50002 – Restart with many vhosts taking forever [patch]

Bug 50002 - Restart with many vhosts taking forever [patch]

Summary: Restart with many vhosts taking forever [patch]

Status:	RESOLVED FIXED

Alias:	None

Product:	Apache httpd-2
Classification:	Unclassified
Component:	Core (show other bugs)
Version:	2.2.16
Hardware:	PC Linux

Importance:	P2 minor (vote)
Target Milestone:	---
Assignee:	Apache HTTPD Bugs Mailing List

URL:
Keywords:	FixedInTrunk

Depends on:
Blocks:

Reported:	2010-09-25 05:04 UTC by GDR!
Modified:	2020-04-09 18:59 UTC (History)
CC List:	1 user (show)

Attachments
Patch that kind-of fixes this issue (1.56 KB, patch) 2010-09-25 05:04 UTC, GDR!	Details \| Diff
View All Add an attachment (proposed patch, testcase, etc.)

Note You need to log in before you can comment on or make changes to this bug.

Description GDR! 2010-09-25 05:04:10 UTC

Created attachment 26073 [details]
Patch that kind-of fixes this issue

Hello,

I've noticed that after adding 10 000 vhosts or more, Apache is taking abnormally long time to restart. I've ran oprofile when restart was running and here is where it spent 94% of its time:

http://gdr.pastebin.pl/28191

It was looking for the last non-null element of a leaf list in directive tree. 

Please note that I know that the patch I'm proposing probably isn't applicable to mainline source, it's more that I want to indicate that there is a problem. Anyway, patch description follows:

Because changing the tree structure to some else would break compatibility with modules, I've decided to address it by extending ap_directive_t with an extra field, "last".

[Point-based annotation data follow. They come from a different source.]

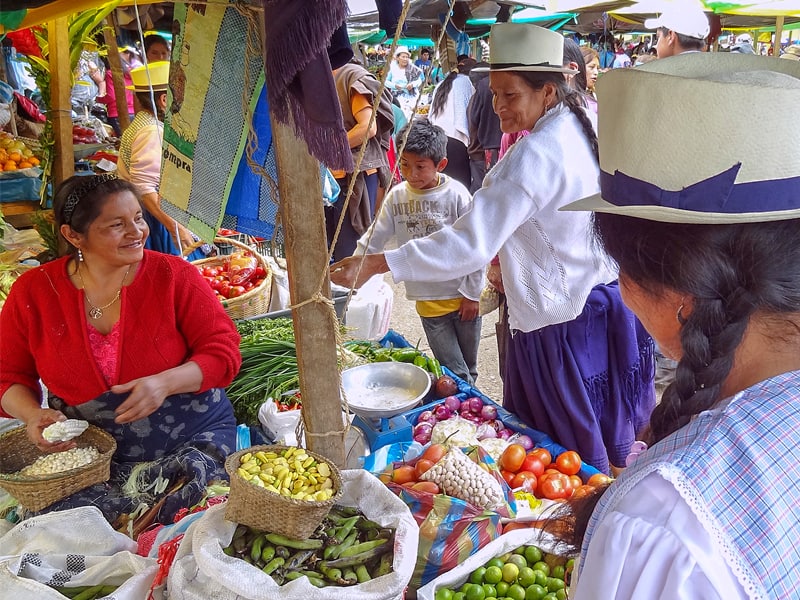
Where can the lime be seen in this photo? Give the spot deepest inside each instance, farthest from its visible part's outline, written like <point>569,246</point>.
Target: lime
<point>517,559</point>
<point>535,592</point>
<point>542,566</point>
<point>477,575</point>
<point>526,577</point>
<point>541,578</point>
<point>444,594</point>
<point>475,592</point>
<point>532,554</point>
<point>495,562</point>
<point>510,572</point>
<point>516,592</point>
<point>493,575</point>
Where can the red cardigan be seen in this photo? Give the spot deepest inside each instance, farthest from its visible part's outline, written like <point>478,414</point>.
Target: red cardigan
<point>169,316</point>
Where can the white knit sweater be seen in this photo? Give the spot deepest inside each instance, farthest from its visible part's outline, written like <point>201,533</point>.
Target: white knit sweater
<point>548,258</point>
<point>407,214</point>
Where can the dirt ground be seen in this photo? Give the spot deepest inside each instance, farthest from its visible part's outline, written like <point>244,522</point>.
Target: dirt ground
<point>405,321</point>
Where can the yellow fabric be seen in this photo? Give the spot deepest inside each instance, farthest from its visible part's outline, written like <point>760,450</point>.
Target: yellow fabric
<point>357,103</point>
<point>437,308</point>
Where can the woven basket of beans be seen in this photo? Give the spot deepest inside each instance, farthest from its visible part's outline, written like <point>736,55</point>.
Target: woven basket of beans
<point>35,492</point>
<point>295,514</point>
<point>251,303</point>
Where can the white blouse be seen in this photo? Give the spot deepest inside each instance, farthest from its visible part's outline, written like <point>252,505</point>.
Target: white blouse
<point>653,547</point>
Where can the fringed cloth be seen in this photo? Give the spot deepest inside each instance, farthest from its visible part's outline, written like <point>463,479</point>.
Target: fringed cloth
<point>587,383</point>
<point>299,77</point>
<point>186,440</point>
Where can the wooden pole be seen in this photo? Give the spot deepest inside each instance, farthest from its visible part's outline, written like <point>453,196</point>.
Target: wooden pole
<point>60,108</point>
<point>117,76</point>
<point>776,43</point>
<point>315,324</point>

In the first leaf on a given level, leaf->last keeps a pointer to last known non-null element. It may not be the last non-null element in that list, but it's still closer to the end than first element.

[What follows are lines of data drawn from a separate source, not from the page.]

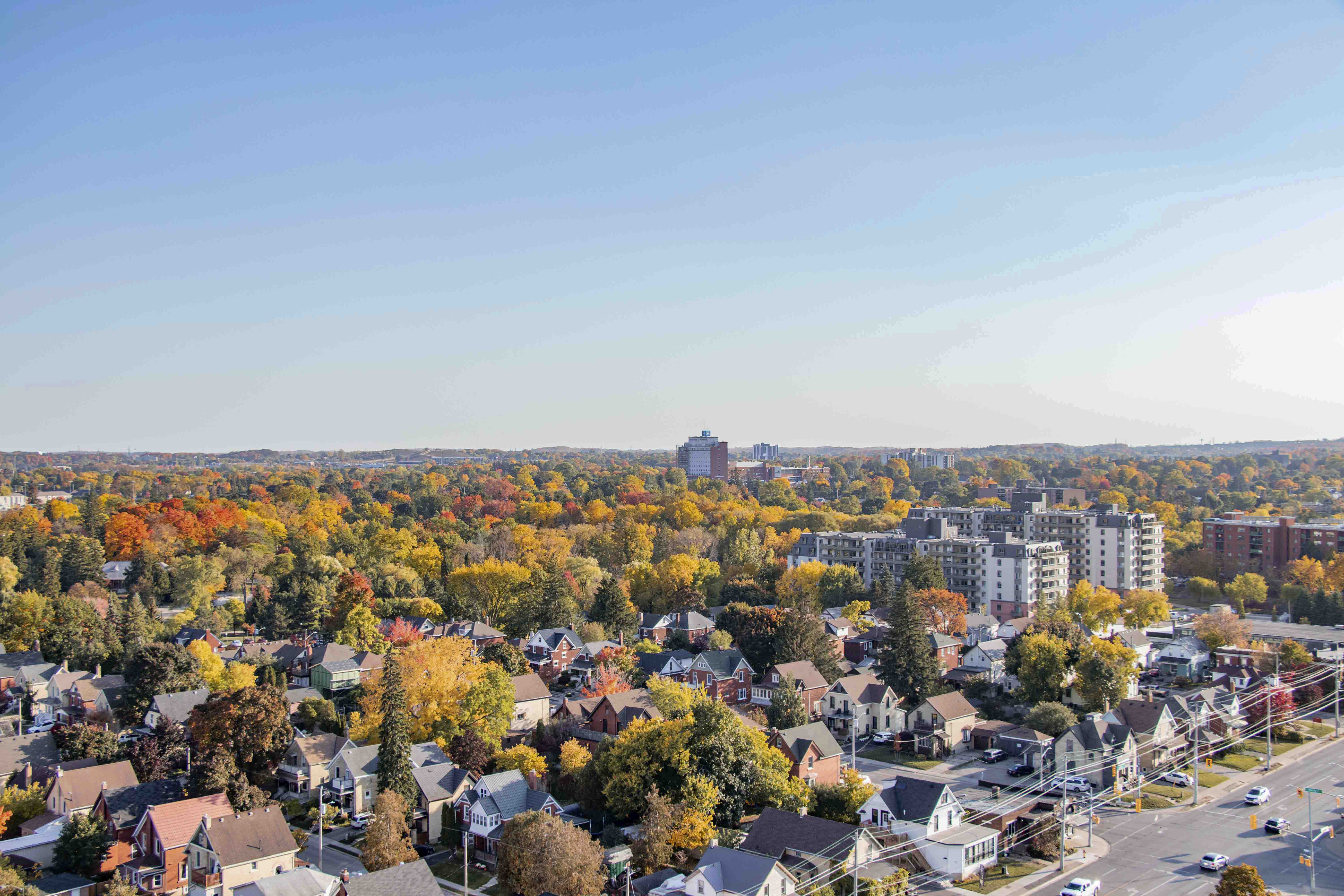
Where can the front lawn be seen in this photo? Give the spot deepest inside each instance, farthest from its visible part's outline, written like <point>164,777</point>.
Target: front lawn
<point>886,754</point>
<point>1005,874</point>
<point>1238,762</point>
<point>452,872</point>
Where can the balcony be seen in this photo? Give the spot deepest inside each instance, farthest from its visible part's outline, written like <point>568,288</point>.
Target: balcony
<point>201,879</point>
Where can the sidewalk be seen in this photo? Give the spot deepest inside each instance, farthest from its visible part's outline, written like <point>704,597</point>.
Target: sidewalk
<point>1052,875</point>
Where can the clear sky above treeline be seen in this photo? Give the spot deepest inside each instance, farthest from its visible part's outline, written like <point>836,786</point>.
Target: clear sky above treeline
<point>616,225</point>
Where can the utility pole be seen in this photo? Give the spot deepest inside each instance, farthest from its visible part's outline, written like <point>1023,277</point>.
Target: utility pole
<point>1195,769</point>
<point>1269,719</point>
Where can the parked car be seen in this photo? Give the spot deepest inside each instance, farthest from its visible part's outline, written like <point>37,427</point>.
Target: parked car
<point>1081,887</point>
<point>1257,796</point>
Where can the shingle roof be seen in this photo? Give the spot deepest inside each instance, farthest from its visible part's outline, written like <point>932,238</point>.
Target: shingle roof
<point>440,781</point>
<point>864,688</point>
<point>178,706</point>
<point>799,739</point>
<point>913,799</point>
<point>126,805</point>
<point>804,672</point>
<point>778,831</point>
<point>251,838</point>
<point>84,785</point>
<point>412,879</point>
<point>177,821</point>
<point>736,871</point>
<point>951,706</point>
<point>530,687</point>
<point>724,663</point>
<point>53,885</point>
<point>1095,734</point>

It decreased restart time from minutes to several seconds (6 secs for 30k vhosts).

If you would rather browse source than read patch, it's at http://github.com/gjedeer/httpd

Comment 1 Nick Kew 2010-09-25 05:25:15 UTC

You haven't actually described a bug.  Please reopen with details if you want to describe something different from 41887.

*** This bug has been marked as a duplicate of bug 41887 ***

Comment 2 GDR! 2010-09-25 05:58:23 UTC

This is not the same bug.

What slows things down here can be described as following:

Apache restarts. It kills all the subprocesses and re-reads configs. Re-reading configs (stored on a local, very fast disk) takes little I/O and 100% CPU. For 30k vhosts, it takes from 3 to 5 minutes before this phase finishes. During that time, server is inaccessible.

This happens because of inefficient processing of lots of <VirtualHost> directives and my patch addresses that as described previously.

Bug 41887 is about lowering I/O by avoiding stat calls. This bug is about avoiding unnecessarily high CPU usage and lowering config reading time.

HOW TO REPRODUCE:

Generate a config file with 30 000 entries similar to this one:
http://gdr.pastebin.pl/28193
They may all point to the same directory, it doesn't matter for this test. Restart httpd, measure time when sites are inaccessible (several minutes). Observe CPU usage (100% usage of 1 CPU core).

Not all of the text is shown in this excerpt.